Commonwealth v. Bonner
Decision Date | 07 March 2022 |
Docket Number | SJC-12721 |
Citation | 489 Mass. 268,182 N.E.3d 311 |
Parties | COMMONWEALTH v. Omar BONNER. |
Court | United States State Supreme Judicial Court of Massachusetts Supreme Court |
Robert F. Shaw, Jr., Cambridge, for the defendant.
Darcy A. Jordan, Assistant District Attorney (Ian Polumbaum, Assistant District Attorney, also present) for the Commonwealth.
Present: Budd, C.J., Gaziano, Cypher, Kafker, & Georges, JJ.
On December 14, 2013, Romeo McCubbin was shot and killed after attending a music performance at a Boston nightclub. The shooting, which occurred on a nearby side street, was captured by surveillance cameras attached to a local residence. The video footage revealed that two individuals separately shot the victim less than one minute apart, one shooting while the victim was sitting in a parked vehicle and the second while the victim was lying on the sidewalk mortally wounded. A grand jury returned indictments charging four men thought to have been accomplices with murder in the first degree. The grand jury also indicted the defendant on one count of unlawful possession of a firearm and one count of resisting arrest. At trial against the four codefendants, the Commonwealth proceeded on a theory that the defendant was liable for the victim's death as an accomplice to the second shooter. In June of 2016, at the first trial, the jury were unable to reach a verdict on the charge of murder against the defendant, but convicted him of the firearm offense and of resisting arrest. At a subsequent joint trial with the other three codefendants in May of 2017, a second jury convicted the defendant of murder in the first degree on theories of deliberate premeditation and extreme atrocity or cruelty.1
In this direct appeal, the defendant contends that the evidence was insufficient to sustain his murder conviction. He argues also that a new trial is warranted because of erroneous accomplice liability instructions. The defendant next challenges the sufficiency of evidence introduced in the first trial that he unlawfully possessed a firearm, and the judge's decision, in the second trial, to preclude the defendant from contesting that point on estoppel grounds. Finally, the defendant asks this court to exercise its extraordinary authority pursuant to G. L. c. 278, § 33E, and to grant him a new trial or to reduce the conviction to a lesser degree of guilt. Having carefully examined the record and considered the defendant's arguments, we conclude that there is no reversible error and find no reason to disturb the verdict.
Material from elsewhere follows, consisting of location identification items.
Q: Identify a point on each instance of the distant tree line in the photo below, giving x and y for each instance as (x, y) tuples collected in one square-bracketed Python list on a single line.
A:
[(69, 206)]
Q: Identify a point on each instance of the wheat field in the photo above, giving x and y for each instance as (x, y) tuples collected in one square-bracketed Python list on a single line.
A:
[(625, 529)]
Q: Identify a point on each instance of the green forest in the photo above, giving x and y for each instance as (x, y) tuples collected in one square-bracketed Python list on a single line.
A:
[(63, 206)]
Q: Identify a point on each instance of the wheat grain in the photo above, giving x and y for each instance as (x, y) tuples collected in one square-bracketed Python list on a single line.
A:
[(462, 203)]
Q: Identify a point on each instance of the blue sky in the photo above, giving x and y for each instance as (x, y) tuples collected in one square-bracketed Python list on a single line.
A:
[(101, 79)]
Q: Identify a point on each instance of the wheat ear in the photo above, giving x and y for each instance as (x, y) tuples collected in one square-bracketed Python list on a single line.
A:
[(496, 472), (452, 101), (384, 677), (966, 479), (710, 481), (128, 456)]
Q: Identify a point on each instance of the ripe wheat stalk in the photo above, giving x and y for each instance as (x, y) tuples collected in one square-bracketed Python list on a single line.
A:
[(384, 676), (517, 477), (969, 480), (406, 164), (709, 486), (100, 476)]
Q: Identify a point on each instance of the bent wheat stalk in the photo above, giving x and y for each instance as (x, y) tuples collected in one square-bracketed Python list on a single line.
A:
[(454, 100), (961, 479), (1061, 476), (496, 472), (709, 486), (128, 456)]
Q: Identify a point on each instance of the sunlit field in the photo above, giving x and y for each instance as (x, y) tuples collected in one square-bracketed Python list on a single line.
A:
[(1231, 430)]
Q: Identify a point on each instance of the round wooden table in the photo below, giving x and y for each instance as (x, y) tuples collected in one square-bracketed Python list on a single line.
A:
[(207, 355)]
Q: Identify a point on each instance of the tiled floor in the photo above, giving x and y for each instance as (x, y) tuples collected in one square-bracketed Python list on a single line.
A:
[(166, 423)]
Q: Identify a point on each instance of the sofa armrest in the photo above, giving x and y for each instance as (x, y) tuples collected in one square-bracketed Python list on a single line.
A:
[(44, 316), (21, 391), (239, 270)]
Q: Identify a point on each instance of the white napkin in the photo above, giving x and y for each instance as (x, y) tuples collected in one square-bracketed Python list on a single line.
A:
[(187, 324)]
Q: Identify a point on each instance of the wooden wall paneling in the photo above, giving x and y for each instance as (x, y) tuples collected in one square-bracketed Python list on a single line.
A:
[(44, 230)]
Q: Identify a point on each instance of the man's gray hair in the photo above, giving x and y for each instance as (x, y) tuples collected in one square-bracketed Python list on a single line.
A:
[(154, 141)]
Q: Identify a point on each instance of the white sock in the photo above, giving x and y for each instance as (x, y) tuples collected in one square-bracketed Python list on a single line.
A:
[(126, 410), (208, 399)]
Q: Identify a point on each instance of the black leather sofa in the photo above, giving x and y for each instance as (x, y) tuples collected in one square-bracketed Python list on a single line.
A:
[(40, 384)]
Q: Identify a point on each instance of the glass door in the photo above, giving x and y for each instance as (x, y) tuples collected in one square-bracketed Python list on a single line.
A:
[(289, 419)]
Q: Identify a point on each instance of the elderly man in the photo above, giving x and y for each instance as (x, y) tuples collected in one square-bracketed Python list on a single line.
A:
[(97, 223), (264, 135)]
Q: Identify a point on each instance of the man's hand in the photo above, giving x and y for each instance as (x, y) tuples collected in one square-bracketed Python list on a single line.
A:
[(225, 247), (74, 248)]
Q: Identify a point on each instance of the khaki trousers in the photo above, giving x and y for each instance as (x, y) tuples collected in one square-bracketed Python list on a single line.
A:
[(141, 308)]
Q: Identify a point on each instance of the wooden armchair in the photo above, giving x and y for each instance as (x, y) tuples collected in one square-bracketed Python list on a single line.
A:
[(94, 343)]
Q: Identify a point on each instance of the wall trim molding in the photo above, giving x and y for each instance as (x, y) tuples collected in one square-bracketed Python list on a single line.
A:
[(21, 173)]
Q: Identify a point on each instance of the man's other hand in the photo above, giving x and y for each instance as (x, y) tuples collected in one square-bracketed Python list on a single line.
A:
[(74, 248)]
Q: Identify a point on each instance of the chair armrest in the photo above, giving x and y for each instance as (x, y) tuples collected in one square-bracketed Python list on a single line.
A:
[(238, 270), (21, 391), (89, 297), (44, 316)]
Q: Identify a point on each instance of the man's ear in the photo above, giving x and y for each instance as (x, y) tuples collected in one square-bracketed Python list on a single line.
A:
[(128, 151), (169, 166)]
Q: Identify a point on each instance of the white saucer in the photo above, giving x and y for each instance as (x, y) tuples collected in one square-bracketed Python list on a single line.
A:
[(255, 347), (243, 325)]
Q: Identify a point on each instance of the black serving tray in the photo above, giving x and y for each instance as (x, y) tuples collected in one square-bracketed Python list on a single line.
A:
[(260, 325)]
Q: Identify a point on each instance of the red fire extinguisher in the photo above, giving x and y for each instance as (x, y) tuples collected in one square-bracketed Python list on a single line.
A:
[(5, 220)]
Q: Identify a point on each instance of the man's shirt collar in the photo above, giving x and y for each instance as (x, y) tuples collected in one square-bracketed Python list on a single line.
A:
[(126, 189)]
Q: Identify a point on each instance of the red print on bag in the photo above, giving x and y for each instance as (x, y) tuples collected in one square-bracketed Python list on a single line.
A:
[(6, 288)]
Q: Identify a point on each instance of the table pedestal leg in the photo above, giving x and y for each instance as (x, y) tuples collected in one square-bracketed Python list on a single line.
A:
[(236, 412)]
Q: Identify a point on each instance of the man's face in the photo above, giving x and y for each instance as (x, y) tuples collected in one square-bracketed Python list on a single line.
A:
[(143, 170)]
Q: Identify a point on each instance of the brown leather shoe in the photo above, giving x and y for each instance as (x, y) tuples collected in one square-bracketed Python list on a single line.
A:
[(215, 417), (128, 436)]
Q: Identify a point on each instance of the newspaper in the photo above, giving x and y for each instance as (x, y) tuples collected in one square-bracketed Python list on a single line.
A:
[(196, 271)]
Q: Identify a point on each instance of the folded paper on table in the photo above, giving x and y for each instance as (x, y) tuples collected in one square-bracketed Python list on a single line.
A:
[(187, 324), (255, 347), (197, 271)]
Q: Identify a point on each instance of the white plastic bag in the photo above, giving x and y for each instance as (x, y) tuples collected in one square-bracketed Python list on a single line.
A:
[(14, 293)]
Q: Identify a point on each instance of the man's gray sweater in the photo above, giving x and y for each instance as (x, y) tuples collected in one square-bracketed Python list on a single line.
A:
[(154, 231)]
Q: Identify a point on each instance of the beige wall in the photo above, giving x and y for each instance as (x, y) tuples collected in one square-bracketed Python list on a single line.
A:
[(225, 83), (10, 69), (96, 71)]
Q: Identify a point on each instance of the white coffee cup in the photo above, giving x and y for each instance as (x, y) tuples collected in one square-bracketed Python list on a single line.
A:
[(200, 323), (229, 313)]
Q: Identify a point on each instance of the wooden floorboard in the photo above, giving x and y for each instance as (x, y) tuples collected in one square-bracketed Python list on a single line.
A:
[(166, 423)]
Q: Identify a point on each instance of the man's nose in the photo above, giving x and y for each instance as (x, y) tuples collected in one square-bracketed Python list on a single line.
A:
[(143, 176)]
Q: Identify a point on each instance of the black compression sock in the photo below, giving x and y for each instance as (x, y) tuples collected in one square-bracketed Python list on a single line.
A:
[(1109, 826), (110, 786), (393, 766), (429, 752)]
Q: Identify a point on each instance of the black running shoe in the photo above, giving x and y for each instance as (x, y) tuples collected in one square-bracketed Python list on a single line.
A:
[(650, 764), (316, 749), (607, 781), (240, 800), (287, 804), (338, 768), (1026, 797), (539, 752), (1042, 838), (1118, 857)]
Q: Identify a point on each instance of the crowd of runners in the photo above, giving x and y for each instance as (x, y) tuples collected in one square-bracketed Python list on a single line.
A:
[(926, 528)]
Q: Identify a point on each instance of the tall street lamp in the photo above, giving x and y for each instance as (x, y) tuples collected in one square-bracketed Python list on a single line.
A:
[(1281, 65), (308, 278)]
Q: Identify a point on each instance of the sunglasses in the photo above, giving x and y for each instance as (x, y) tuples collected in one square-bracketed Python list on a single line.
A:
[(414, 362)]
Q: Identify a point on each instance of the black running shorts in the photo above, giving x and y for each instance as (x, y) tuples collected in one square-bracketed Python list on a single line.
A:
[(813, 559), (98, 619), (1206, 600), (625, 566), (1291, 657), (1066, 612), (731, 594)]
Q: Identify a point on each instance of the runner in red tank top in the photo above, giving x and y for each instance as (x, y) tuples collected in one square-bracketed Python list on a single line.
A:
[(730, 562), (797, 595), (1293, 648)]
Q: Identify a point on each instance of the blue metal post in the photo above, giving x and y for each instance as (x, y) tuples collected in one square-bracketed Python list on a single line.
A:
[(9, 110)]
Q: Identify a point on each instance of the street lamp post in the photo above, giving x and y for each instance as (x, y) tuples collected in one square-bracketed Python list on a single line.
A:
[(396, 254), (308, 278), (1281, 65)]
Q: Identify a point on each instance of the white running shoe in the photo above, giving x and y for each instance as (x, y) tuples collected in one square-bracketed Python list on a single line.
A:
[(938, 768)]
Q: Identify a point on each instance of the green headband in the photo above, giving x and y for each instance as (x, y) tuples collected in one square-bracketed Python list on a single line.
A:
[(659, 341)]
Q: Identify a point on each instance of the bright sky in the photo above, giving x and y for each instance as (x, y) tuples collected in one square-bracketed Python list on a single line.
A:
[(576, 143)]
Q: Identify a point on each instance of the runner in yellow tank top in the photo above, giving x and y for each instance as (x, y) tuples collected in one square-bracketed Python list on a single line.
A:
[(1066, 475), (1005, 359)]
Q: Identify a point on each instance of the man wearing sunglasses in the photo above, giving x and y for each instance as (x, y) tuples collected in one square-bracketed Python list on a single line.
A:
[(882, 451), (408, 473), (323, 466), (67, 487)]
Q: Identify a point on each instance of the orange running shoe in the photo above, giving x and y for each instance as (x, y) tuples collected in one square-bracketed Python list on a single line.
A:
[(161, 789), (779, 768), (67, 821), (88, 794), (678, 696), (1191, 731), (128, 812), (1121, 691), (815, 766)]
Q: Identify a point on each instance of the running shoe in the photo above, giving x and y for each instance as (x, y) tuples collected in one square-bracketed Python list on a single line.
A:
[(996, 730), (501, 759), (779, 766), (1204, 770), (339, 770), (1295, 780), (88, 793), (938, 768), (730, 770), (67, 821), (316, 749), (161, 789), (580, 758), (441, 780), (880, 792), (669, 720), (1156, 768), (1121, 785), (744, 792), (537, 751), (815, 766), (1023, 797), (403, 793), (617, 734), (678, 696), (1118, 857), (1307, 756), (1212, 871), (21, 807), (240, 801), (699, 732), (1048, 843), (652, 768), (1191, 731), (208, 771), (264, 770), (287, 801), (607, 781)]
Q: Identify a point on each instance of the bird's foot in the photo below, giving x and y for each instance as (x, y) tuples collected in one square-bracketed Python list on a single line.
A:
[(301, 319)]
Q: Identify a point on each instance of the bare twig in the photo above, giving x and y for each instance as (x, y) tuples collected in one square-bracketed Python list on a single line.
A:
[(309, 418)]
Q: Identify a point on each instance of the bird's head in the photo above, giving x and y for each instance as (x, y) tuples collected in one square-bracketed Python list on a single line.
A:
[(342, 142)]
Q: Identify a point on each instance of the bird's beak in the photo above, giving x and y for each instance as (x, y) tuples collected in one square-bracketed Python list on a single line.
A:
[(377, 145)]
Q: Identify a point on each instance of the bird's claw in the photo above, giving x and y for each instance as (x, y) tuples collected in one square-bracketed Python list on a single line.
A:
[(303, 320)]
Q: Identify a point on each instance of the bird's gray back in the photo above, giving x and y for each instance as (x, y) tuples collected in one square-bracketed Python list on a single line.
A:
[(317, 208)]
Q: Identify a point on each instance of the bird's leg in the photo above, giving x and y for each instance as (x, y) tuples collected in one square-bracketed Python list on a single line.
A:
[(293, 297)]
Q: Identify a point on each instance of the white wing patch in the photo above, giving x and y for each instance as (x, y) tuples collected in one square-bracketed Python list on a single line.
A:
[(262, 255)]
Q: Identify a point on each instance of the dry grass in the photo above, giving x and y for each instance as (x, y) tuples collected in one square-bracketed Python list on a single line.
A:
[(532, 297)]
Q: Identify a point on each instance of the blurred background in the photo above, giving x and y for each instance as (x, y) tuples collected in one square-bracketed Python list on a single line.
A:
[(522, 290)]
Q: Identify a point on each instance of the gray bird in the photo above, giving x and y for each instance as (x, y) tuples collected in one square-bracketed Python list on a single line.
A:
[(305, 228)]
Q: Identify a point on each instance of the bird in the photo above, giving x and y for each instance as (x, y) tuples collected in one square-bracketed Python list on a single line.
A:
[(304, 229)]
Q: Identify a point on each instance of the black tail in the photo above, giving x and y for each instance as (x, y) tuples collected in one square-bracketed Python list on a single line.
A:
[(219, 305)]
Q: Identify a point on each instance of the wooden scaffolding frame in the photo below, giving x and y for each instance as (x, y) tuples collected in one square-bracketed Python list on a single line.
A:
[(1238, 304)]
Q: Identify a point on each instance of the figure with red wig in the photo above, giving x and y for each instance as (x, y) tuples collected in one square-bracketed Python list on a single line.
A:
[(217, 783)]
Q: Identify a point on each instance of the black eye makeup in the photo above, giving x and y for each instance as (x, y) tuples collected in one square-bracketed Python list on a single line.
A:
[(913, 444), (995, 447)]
1. Facts. We summarize the facts that the jury could have found, viewing them in the light most favorable to the Commonwealth. See Commonwealth v. Latimore, 378 Mass. 671, 677-678, 393 N.E.2d 370 (1979). a. Evening of the shooting. On the evening of December 13, 2013, the victim attended a music performance at a nightclub on Blue Hill Avenue. The victim drove his brother and his girlfriend, among others, to the event in a Ford Explorer, and he parked around the corner from the venue.
The defendant, Denton, Robertson, and Watson attended the same performance. The defendant had borrowed his sister's silver Toyota RAV4 to drive to the event. Watson drove a red Lincoln MKX that had been rented by his girlfriend the evening before, and that had been given to Watson that day.
There was no dispute that the four codefendants knew each other, and multiple pieces of evidence were introduced to support their close ties. An event photograph depicted three of the men -- the defendant, Denton, and Robertson -- standing near one another. The defendant is depicted in the photographs wearing a bright red shirt, matching bright red pants, a red hat with a pom-pom on top, and a plaid scarf. Denton is seen wearing a black wool hat and a maroon V-neck sweater over a white shirt. Robertson appears to be wearing a hat and, in some photographs, to be concealing his face with a dark scarf.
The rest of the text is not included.